Na avaliação do Idec, o atual modelo de rotulagem é deficiente e não atende a requisitos básicos para garantir uma alimentação saudável, apresentando uma linguagem muito técnica, de difícil compreensão e com problemas de visualização.

A proposta de advertência do Idec é por meio de um triângulo preto com a borda branca localizado na parte frontal da embalagem. Entre as vantagens desse símbolo, o instituto destaca o fato de ser uma forma que não apresenta perda na percepção em tamanho reduzido, além do triângulo já ser uma convenção de advertência no Brasil. Já a indústria da alimentação defende o modelo de semáforo nutricional, adotado no Reino Unido, que utiliza cores (verde, amarelo e vermelho) para indicar o conteúdo nutricional baixo, médio e alto.

Indústria pede socorro a Temer

Em maio deste ano, a Anvisa publicou um relatório técnico que, entre outras coisas, defendeu o modelo de rotulagem frontal. Ao longo deste debate, a Anvisa vem sofrendo uma série de pressões de setores ligados à indústria alimentícia, que não querem a adoção do modelo proposto pelo Idec e por pesquisadores da UFPR. Em entrevista concedida ao jornal Folha de S.Paulo, dia 19 de julho, o então presidente da agência, o médico sanitarista Jarbas Barbosa, criticou as tentativas de interferência política nas decisões do órgão. Barbosa terminou seu mandato de três anos e não está mais na direção da Anvisa.

A Associação Brasileira das Indústrias da Alimentação (Abia) é contrária à adoção do modelo vigente no Chile. Para a entidade, a sinalização com triângulos pretos trazendo as informações na parte frontal da embalagem, traria prejuízos para o setor. No dia 30 de julho, durante uma reunião almoço com empresários na sede da Federação das Indústrias de São Paulo (Fiesp), Michel Temer criticou esse modelo de rotulagem com alertas visíveis sobre as altas concentrações de gorduras, açúcar e sal. Depois disso, a Aliança pela Alimentação Adequada e Saudável, uma coalizão de entidades que reúne o Idec, a Associação Brasileira de Saúde Coletiva (Abrasco) e a Associação Brasileira de Nutricionistas (Asbran), entre outras, pediu uma audiência com Temer para apresentar argumentos técnicos em defesa desse modelo de rotulagem.

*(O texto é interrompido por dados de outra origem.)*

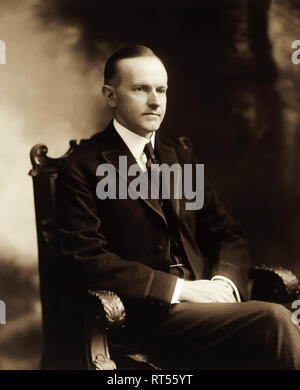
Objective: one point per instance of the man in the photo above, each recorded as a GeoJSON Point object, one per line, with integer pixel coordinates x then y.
{"type": "Point", "coordinates": [182, 274]}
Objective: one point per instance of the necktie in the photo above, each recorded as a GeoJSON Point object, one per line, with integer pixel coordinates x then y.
{"type": "Point", "coordinates": [149, 152]}
{"type": "Point", "coordinates": [154, 176]}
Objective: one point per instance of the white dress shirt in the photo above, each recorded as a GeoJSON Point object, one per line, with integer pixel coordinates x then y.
{"type": "Point", "coordinates": [136, 144]}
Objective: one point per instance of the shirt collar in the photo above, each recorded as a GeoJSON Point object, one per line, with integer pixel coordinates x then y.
{"type": "Point", "coordinates": [134, 142]}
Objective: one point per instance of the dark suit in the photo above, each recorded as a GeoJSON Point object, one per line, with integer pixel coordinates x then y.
{"type": "Point", "coordinates": [124, 245]}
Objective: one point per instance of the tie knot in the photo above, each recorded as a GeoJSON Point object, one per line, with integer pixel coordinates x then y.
{"type": "Point", "coordinates": [149, 152]}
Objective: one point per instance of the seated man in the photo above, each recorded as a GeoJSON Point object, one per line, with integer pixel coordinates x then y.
{"type": "Point", "coordinates": [180, 271]}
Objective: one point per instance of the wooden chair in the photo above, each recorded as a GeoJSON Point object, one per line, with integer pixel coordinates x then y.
{"type": "Point", "coordinates": [105, 314]}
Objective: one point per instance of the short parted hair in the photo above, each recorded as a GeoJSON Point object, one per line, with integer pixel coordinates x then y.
{"type": "Point", "coordinates": [110, 68]}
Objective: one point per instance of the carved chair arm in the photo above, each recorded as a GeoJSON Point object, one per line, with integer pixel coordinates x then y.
{"type": "Point", "coordinates": [274, 284]}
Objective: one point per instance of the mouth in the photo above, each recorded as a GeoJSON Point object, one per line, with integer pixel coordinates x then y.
{"type": "Point", "coordinates": [151, 114]}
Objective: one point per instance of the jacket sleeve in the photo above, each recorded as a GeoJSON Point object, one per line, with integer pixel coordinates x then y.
{"type": "Point", "coordinates": [84, 248]}
{"type": "Point", "coordinates": [226, 240]}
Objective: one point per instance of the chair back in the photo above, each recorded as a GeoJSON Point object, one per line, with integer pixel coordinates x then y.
{"type": "Point", "coordinates": [44, 174]}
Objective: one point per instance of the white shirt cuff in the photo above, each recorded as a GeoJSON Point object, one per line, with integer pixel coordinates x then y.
{"type": "Point", "coordinates": [235, 289]}
{"type": "Point", "coordinates": [177, 290]}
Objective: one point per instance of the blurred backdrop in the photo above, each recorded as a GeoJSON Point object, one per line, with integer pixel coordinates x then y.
{"type": "Point", "coordinates": [232, 88]}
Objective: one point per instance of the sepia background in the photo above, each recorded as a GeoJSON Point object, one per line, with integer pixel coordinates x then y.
{"type": "Point", "coordinates": [232, 88]}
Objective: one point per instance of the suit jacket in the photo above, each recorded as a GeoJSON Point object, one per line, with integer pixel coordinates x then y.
{"type": "Point", "coordinates": [123, 245]}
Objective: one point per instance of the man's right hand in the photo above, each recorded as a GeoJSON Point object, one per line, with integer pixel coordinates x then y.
{"type": "Point", "coordinates": [201, 291]}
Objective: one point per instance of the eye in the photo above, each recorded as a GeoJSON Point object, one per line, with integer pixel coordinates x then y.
{"type": "Point", "coordinates": [140, 88]}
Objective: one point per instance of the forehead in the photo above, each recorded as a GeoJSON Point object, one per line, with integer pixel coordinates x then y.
{"type": "Point", "coordinates": [142, 70]}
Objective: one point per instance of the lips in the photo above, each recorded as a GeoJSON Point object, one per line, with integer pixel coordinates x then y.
{"type": "Point", "coordinates": [152, 114]}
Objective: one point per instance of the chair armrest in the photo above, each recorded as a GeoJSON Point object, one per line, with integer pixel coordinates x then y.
{"type": "Point", "coordinates": [104, 315]}
{"type": "Point", "coordinates": [109, 308]}
{"type": "Point", "coordinates": [273, 284]}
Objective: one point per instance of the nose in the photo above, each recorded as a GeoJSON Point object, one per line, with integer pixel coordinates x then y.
{"type": "Point", "coordinates": [153, 99]}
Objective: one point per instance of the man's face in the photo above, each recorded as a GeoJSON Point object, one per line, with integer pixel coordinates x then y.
{"type": "Point", "coordinates": [140, 94]}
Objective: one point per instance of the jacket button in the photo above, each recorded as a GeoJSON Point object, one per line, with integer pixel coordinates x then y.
{"type": "Point", "coordinates": [158, 248]}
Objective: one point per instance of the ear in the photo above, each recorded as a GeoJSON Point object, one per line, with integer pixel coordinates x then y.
{"type": "Point", "coordinates": [110, 95]}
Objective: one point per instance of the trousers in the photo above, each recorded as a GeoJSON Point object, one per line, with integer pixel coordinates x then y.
{"type": "Point", "coordinates": [249, 335]}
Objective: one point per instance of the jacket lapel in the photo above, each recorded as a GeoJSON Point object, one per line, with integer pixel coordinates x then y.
{"type": "Point", "coordinates": [112, 149]}
{"type": "Point", "coordinates": [168, 156]}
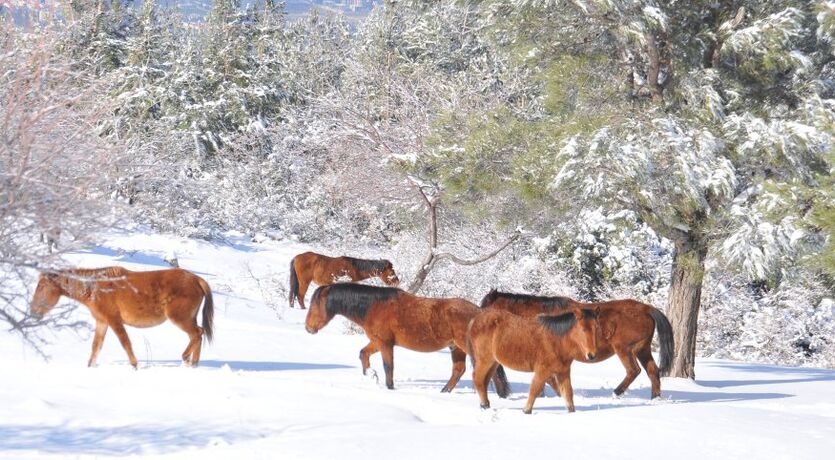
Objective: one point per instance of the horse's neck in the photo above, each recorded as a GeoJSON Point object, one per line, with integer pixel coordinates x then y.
{"type": "Point", "coordinates": [350, 313]}
{"type": "Point", "coordinates": [365, 274]}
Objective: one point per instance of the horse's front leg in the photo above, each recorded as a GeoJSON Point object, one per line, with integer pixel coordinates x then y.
{"type": "Point", "coordinates": [98, 340]}
{"type": "Point", "coordinates": [630, 363]}
{"type": "Point", "coordinates": [387, 350]}
{"type": "Point", "coordinates": [119, 330]}
{"type": "Point", "coordinates": [365, 354]}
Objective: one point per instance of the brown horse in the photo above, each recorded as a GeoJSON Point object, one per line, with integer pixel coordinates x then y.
{"type": "Point", "coordinates": [626, 326]}
{"type": "Point", "coordinates": [311, 267]}
{"type": "Point", "coordinates": [116, 296]}
{"type": "Point", "coordinates": [545, 346]}
{"type": "Point", "coordinates": [390, 316]}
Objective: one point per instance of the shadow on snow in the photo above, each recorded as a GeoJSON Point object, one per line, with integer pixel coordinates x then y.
{"type": "Point", "coordinates": [254, 366]}
{"type": "Point", "coordinates": [794, 374]}
{"type": "Point", "coordinates": [118, 440]}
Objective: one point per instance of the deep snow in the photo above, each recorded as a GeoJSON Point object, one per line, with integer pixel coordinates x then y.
{"type": "Point", "coordinates": [267, 389]}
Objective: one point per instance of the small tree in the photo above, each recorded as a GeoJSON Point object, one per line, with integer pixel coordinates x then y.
{"type": "Point", "coordinates": [55, 169]}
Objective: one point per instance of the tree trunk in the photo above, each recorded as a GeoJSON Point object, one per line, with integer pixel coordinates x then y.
{"type": "Point", "coordinates": [683, 304]}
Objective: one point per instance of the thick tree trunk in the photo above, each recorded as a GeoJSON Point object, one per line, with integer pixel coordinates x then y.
{"type": "Point", "coordinates": [683, 304]}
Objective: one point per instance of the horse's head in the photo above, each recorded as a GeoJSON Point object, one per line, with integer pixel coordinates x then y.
{"type": "Point", "coordinates": [585, 331]}
{"type": "Point", "coordinates": [317, 315]}
{"type": "Point", "coordinates": [46, 294]}
{"type": "Point", "coordinates": [388, 275]}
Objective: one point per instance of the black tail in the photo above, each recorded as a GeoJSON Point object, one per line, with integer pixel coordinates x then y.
{"type": "Point", "coordinates": [489, 298]}
{"type": "Point", "coordinates": [208, 309]}
{"type": "Point", "coordinates": [665, 339]}
{"type": "Point", "coordinates": [294, 281]}
{"type": "Point", "coordinates": [501, 383]}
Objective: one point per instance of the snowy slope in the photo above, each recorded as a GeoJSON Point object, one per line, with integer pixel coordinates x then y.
{"type": "Point", "coordinates": [267, 389]}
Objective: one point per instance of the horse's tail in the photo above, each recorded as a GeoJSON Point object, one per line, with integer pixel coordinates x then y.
{"type": "Point", "coordinates": [294, 282]}
{"type": "Point", "coordinates": [501, 383]}
{"type": "Point", "coordinates": [208, 309]}
{"type": "Point", "coordinates": [489, 298]}
{"type": "Point", "coordinates": [665, 339]}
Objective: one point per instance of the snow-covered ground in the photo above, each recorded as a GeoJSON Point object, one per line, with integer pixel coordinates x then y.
{"type": "Point", "coordinates": [267, 389]}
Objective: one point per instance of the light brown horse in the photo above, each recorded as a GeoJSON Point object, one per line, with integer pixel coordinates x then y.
{"type": "Point", "coordinates": [545, 346]}
{"type": "Point", "coordinates": [311, 267]}
{"type": "Point", "coordinates": [627, 328]}
{"type": "Point", "coordinates": [116, 296]}
{"type": "Point", "coordinates": [390, 316]}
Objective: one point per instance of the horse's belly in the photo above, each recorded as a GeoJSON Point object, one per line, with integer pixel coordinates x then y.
{"type": "Point", "coordinates": [143, 318]}
{"type": "Point", "coordinates": [423, 344]}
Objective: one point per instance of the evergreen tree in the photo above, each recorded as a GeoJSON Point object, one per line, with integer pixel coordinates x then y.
{"type": "Point", "coordinates": [719, 103]}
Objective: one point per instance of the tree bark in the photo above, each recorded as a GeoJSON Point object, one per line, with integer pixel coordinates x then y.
{"type": "Point", "coordinates": [683, 303]}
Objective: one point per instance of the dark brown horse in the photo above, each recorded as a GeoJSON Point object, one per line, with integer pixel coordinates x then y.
{"type": "Point", "coordinates": [545, 346]}
{"type": "Point", "coordinates": [390, 316]}
{"type": "Point", "coordinates": [626, 326]}
{"type": "Point", "coordinates": [116, 296]}
{"type": "Point", "coordinates": [311, 267]}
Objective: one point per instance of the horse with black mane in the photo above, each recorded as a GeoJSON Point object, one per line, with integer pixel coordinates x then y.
{"type": "Point", "coordinates": [390, 316]}
{"type": "Point", "coordinates": [545, 346]}
{"type": "Point", "coordinates": [626, 327]}
{"type": "Point", "coordinates": [117, 296]}
{"type": "Point", "coordinates": [320, 269]}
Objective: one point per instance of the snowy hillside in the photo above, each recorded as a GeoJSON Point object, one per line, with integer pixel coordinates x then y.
{"type": "Point", "coordinates": [267, 389]}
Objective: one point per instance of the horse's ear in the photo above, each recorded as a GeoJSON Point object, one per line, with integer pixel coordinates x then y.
{"type": "Point", "coordinates": [608, 329]}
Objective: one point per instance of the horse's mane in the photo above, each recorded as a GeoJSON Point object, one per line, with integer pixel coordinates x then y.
{"type": "Point", "coordinates": [549, 303]}
{"type": "Point", "coordinates": [368, 266]}
{"type": "Point", "coordinates": [353, 300]}
{"type": "Point", "coordinates": [561, 324]}
{"type": "Point", "coordinates": [95, 273]}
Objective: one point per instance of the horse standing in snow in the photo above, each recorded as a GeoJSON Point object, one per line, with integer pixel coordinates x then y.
{"type": "Point", "coordinates": [311, 267]}
{"type": "Point", "coordinates": [390, 316]}
{"type": "Point", "coordinates": [117, 296]}
{"type": "Point", "coordinates": [545, 346]}
{"type": "Point", "coordinates": [626, 328]}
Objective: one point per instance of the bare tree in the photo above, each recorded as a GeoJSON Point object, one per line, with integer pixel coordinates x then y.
{"type": "Point", "coordinates": [379, 134]}
{"type": "Point", "coordinates": [54, 169]}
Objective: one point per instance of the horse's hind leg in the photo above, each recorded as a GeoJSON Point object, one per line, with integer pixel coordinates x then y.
{"type": "Point", "coordinates": [537, 384]}
{"type": "Point", "coordinates": [122, 334]}
{"type": "Point", "coordinates": [303, 285]}
{"type": "Point", "coordinates": [459, 365]}
{"type": "Point", "coordinates": [482, 371]}
{"type": "Point", "coordinates": [365, 354]}
{"type": "Point", "coordinates": [98, 340]}
{"type": "Point", "coordinates": [645, 357]}
{"type": "Point", "coordinates": [564, 380]}
{"type": "Point", "coordinates": [191, 355]}
{"type": "Point", "coordinates": [387, 350]}
{"type": "Point", "coordinates": [552, 382]}
{"type": "Point", "coordinates": [630, 363]}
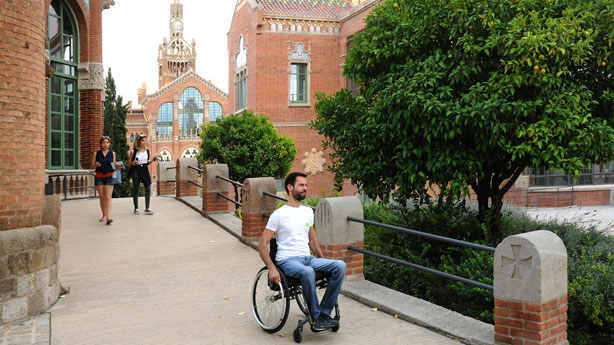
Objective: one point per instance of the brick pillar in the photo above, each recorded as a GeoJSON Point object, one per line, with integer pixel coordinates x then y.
{"type": "Point", "coordinates": [166, 178]}
{"type": "Point", "coordinates": [530, 289]}
{"type": "Point", "coordinates": [22, 112]}
{"type": "Point", "coordinates": [183, 174]}
{"type": "Point", "coordinates": [335, 233]}
{"type": "Point", "coordinates": [212, 202]}
{"type": "Point", "coordinates": [255, 203]}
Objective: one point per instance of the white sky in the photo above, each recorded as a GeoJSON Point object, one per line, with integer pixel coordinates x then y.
{"type": "Point", "coordinates": [133, 29]}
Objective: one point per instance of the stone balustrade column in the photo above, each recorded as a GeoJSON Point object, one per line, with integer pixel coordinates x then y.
{"type": "Point", "coordinates": [530, 290]}
{"type": "Point", "coordinates": [255, 204]}
{"type": "Point", "coordinates": [183, 174]}
{"type": "Point", "coordinates": [166, 178]}
{"type": "Point", "coordinates": [335, 233]}
{"type": "Point", "coordinates": [212, 202]}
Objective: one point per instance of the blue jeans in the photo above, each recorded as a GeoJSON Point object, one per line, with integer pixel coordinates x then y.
{"type": "Point", "coordinates": [303, 268]}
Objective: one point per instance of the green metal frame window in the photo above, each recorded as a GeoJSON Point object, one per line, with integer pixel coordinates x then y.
{"type": "Point", "coordinates": [164, 125]}
{"type": "Point", "coordinates": [241, 90]}
{"type": "Point", "coordinates": [298, 83]}
{"type": "Point", "coordinates": [215, 111]}
{"type": "Point", "coordinates": [191, 111]}
{"type": "Point", "coordinates": [62, 97]}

“As letras são muito pequenas e a linguagem não é clara”

Noemia Perli Goldraich, coordenadora do Núcleo Interdisciplinar de Prevenção de Doenças Crônicas na Infância. (Foto: Marco Weissheimer/Sul21)

A médica Noemia Perli Goldraich, coordenadora do Núcleo Interdisciplinar de Prevenção de Doenças Crônicas na Infância, da Pró-Reitoria de Extensão da UFRGS, observa que, no atual modelo de rotulagem, a população não consegue saber o que há dentro dele. “As letras são muito pequenas e a linguagem não é clara. Você não encontra a palavra ‘açúcar’, por exemplo. O sal aparece como sódio.  Por isso defendemos esse modelo dos triângulos, vigente no Chile, que diz claramente ‘muito sal’, ‘muito açúcar’, ‘muita gordura trans’. A indústria não quer saber disso”, assinala.

Outro ponto positivo do modelo chileno de rotulagem, acrescenta Noemia Goldraich, é que na hora em que um produto recebe um selo de advertência, não pode mais ter bichinhos e desenhos coloridos na embalagem, para não chamar a atenção das crianças. “A embalagem fica lisa e não pode mais ficar dizendo coisas como ‘reduzido em açúcar’. Todos esses comentários desaparecem. Também não pode mais ser vendido em escolas, hospitais e órgãos públicos. Quem quiser continuar vendendo terá que melhorar o seu produto. Nos Estados Unidos, empresas como a Nestlé. A Danone, a Coca Cola e a Pepsi Co.  se reuniram em uma articulação chamada Aliança e fizeram um documento prometendo adotar práticas transparentes e fabricar produtos melhores. Viram que a coisa está ficando complicada para o lado deles. Se eles vão fazer, isso é outra história”, diz a médica.